Jean-Marc Weller, sociologue et chercheur au CNRS spécialiste de la fabrique administrative du droit, Camille Girard-Chanudet, sociologue, doctorante l’EHESS préparant une thèse sur la conception de l’intelligence artificielle (IA) dans le monde de la justice, et Vincent-Arnaud Chappe, sociologue chargé de recherche au CNRS et spécialiste des questions de discriminations au travail, viennent de lancer le site web Topo.Lex.
Camille et Vincent étaient présent.e.s le 21 octobre dans nos locaux pour présenter le projet à la communauté Open Law*..
La sociologie du droit, le rappelle Vincent, est un des terrains fondateurs de la sociologie : le droit donne du sens à la société, en est un poste d’observation privilégié.

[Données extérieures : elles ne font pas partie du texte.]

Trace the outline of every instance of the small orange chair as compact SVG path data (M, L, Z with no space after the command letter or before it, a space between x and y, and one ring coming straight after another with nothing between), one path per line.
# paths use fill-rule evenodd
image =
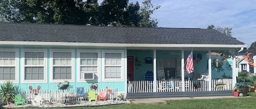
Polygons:
M100 101L100 100L103 100L104 101L106 100L106 98L108 98L108 94L106 91L102 91L99 93L99 95L98 95L98 101Z

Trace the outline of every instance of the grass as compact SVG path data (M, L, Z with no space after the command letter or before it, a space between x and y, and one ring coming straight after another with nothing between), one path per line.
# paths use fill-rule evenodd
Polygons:
M256 108L256 93L250 92L251 97L215 99L192 99L171 100L167 104L121 104L104 106L62 107L51 109L82 109L82 108ZM29 109L31 109L29 108ZM44 108L44 109L49 109Z

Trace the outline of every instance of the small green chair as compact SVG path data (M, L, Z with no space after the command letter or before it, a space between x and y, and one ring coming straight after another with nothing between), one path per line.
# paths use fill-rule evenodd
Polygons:
M91 102L92 100L94 100L96 101L98 100L97 95L95 91L90 91L88 92L88 100L89 102Z
M17 105L22 105L23 106L25 104L25 100L19 94L15 96L15 98L14 101L14 105L15 106L17 106Z

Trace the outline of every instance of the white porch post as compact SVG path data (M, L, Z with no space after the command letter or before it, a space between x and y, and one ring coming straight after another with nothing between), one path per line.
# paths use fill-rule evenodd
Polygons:
M239 72L241 72L241 71L242 71L242 65L241 65L241 64L239 64Z
M253 65L255 66L256 66L256 55L254 56L253 57ZM256 73L256 67L253 67L253 73L254 73L254 74Z
M234 87L236 83L236 56L234 54L232 55L233 61L232 61L232 85Z
M184 50L181 51L181 82L182 82L182 92L185 91L185 86L184 86L184 83L185 82L184 80Z
M157 50L154 49L154 60L153 62L153 92L157 92Z
M128 67L128 66L127 66L127 49L126 48L126 50L124 50L124 66L126 66L124 67L124 81L126 81L126 84L125 84L125 90L124 91L126 91L126 93L127 94L127 92L128 92L128 90L127 90L127 67Z
M246 72L250 72L250 65L249 63L246 64Z
M209 76L209 91L212 91L212 57L211 55L211 50L208 51L208 76Z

Depuis quelques années, on se pose de nouvelles questions : Comment produit-on le droit ? Comment la justice fonctionne t-elle ? Comment les mouvements sociaux, la société civile s’emparent du droit…? Il y a une profusion de nouvelles questions qui appellent de nouvelles enquêtes permettant de comprendre le droit au-delà des codes, la façon dont il se pratique, très concrètement.
Dans la lignée du material turn, la sociologie s’intéresse de plus en plus à la façon dont les objets d’étude s’incarnent dans des choses très matérielles (espaces architecturaux, algorithmes, etc.), au-delà des discours. En sociologie du droit, cela a donné naissance à un nouveau courant, la “Legal Materiality” : il n’y a pas de droit sans objet de droit (tribunaux, dossiers, cartons, robes de juges, etc.).
L’inspiration première du site web Topo.Lex est scriptopolis.fr : des contributeurs viennent documenter, par une photo assortie d’un court texte, la place de l’écrit dans la ville. Alors que la pandémie a mis un coup d’arrêt à l’activité du laboratoire de recherche, les trois chercheur.e.s proposent de se lancer dans le projet Topo.lex : sur le modèle de Scriptopolis, il s’agit de documenter cette fois les réalités matérielles du droit, les dispositifs concrets qui font que le texte a de la force, et de la rendre visible en photo (qui doivent aussi être accompagnées d’un court texte qui se veut plus un regard réflexif, une intuition, qu’une analyse).
Cette micro-enquête se veut une collection d’images permettant de rendre compte du fait que le droit est partout présent autour de nous (dispositifs de sécurité…). Ainsi, s’il est difficile de définir ce qu’on entend par “objets matériels du droit”, les intervenant.e.s ne souhaitent pas aller plus loin dans la définition. Cette position est assumée comme étant partie de l’enquête et la recherche de positionnements différents. Quant à ce que l’on appelle “le droit”, ce projet s’intéresse justement à ce que les gens appellent “droit”, les représentations qu’ils s’en font. Le projet se veut aussi démocratique : on veut dénaturaliser le droit, si incorporé à nos vies qu’on ne le voit plus.
Parmi la collection d’images déjà en ligne sur le site web Topo.lex, on trouve un chariot qui sert à transporter les dossiers dans les tribunaux, des documents administratifs conservés par un agriculteur…
Présentation complète du projet ici
Contribuer à Topo.lex
Le projet Topo.lex est collaboratif : il s’agit d’en faire un outil réflexif, appropriable pour toutes celles et ceux qui se questionnent, se demandent ce que le droit nous fait faire… Pour contribuer, il suffit de se rendre sur la page dédiée du site, de poster sa photo ainsi qu’un texte de 2000 signes maximum.